Personal information
- Full name: Birgitte Sættem Jomaas
- Born: 9 July 1978 (age 48) Molde, Norway
- Nationality: Norwegian
- Height: 178 cm (5 ft 10 in)
- Playing position: Left back

Club information
- Current club: Retired

Senior clubs
- Years: Team
- 1997–1998: Sportsklubben Rival
- 1998–2006: Larvik HK

National team
- Years: Team / Apps / (Gls)
- 1998–2003: Norway / 81 / (165)

Medal record
Olympic Games
| Bronze medal – third place | 2000 Sydney | Team |
World Women's Handball Championship
| Gold medal – first place | 1999 Denmark/Norway |  |
European Women's Handball Championship
| Silver medal – second place | 2002 Denmark |  |

= Birgitte Sættem =

Norwegian handball player (born 198)

Birgitte Sættem (born July 9, 1978 in Molde) is a retired Norwegian handball player and Olympic medalist and World Champion.

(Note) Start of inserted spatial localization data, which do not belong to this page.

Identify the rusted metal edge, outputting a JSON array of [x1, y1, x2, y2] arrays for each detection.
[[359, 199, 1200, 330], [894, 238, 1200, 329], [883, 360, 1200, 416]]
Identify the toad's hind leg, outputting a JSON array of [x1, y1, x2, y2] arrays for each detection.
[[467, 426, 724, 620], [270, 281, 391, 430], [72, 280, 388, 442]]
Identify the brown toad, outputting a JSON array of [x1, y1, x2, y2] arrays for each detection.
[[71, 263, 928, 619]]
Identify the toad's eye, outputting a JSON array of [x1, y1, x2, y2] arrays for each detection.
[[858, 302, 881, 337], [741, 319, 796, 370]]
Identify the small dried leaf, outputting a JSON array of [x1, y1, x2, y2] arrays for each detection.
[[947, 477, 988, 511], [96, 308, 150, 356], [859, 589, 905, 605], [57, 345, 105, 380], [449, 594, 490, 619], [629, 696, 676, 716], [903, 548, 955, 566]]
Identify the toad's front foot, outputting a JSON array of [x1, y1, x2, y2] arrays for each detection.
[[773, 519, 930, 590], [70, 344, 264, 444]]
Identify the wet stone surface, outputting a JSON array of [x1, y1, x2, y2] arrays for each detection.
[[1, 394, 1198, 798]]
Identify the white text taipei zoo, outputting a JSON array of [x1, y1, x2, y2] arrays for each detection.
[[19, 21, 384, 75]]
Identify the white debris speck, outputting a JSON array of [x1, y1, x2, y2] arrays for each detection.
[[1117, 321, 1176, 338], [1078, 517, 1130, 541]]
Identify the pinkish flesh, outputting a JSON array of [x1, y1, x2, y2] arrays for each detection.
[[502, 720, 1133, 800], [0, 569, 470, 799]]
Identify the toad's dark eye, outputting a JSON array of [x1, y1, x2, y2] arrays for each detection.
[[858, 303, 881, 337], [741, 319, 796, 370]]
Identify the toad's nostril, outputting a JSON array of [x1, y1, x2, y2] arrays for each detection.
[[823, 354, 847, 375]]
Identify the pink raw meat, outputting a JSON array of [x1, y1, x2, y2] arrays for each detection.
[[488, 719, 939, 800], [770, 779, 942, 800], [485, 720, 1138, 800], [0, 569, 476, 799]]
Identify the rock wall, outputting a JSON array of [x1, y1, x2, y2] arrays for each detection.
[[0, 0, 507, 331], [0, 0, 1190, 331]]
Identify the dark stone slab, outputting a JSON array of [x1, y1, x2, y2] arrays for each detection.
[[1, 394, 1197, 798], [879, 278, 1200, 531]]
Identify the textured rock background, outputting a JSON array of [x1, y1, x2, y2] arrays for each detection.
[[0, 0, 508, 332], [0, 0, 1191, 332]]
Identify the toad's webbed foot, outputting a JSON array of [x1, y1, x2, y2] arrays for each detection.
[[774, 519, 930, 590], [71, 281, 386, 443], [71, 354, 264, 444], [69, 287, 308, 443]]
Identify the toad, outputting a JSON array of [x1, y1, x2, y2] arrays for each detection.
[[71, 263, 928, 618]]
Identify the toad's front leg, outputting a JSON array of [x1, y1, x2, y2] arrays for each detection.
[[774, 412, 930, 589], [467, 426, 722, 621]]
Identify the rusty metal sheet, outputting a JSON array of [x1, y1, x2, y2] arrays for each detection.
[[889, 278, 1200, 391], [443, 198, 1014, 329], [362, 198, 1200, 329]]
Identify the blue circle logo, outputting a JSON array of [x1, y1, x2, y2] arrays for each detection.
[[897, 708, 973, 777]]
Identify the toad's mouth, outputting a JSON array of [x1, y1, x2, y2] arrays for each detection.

She received a bronze medal at the 2000 Summer Olympics in Sydney with the Norwegian national team. At the 1999 World Championship at home soil she won a gold medal.

==Playing career==
She started playing handball at her hometown club Sportsklubben Rival. In 1997 she joined the Norwegian top league team Larvik HK. Here she won the Norwegian championship and Norwegian cup 5 times each, as well as the EHF Cup Winners' Cup in 2005. In 2003 she missed the World Championship due to a shoulder injury. The shoulder injury would continued to affect her for the rest of her career. She retired in 2006, partly due to injuries and partly due to pregnancy.

==Coaching==
In 2009 she became a youth coach at Flint Tønsberg. After 4 months she took over the first team, which played in the 2. Division.

==Private life==
She is married to former Norwegian handball player Geir Jomaas, and they have three kids together.